Über die Gewichtung von Themen, die für eine bestimmte Gruppe (z.B. hippe Großstadtmilieus) eine besondere Bedeutung besitzen, der andere Gruppen hingegen (z.B. Industriearbeiter*innen im ländlichen Raum) eine geringere Bedeutung zuweisen, muss gesprochen werden. Begriffe wie Gleichheit, Solidarität oder Sicherheit haben für die wissenschaftliche Mitarbeiterin an der TU-Dresden womöglich eine andere Bedeutung als für den Rentner aus Niesky. Aber wo der Rentner – vielleicht – den Kopf schüttelt, wenn er Wahlalter 0 liest, und gar nicht zur Wahl geht, ist die wissenschaftliche Mitarbeiterin entzückt, würde aber ihr Kreuz auch bei der LINKEN machen, wenn sie Wahlalter 16 lesen würde, denn sie weiß, dass ein kleiner Fortschritt schon viel wert sein kann und DIE LINKE dran bleibt.
Es geht nicht um das Gegeneinanderausspielen verschiedener Gruppen, sondern um Empathie für die unterschiedliche Gewichtung von Themenbereichen zwischen den Gruppen unter Berücksichtigung des möglichen Wähler*innenpotenzials.

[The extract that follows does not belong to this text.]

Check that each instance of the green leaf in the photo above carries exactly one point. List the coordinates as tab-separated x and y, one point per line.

Für die Zukunft müssen konkrete, langfristige Strategien und Konzepte entwickelt werden. Ein Fraktionsmobil, das über die Dörfer tingelt, das von den Ortsverbänden bestellt werden kann – inkl. Besatzung -, um auf Märkten und bei Volksfesten für linke Politik zu werben; mit Hüpfburg für Kinder und der Verlosung von Landtagsbesuchen als Projekte politischer Bildung, wäre ein Anfang.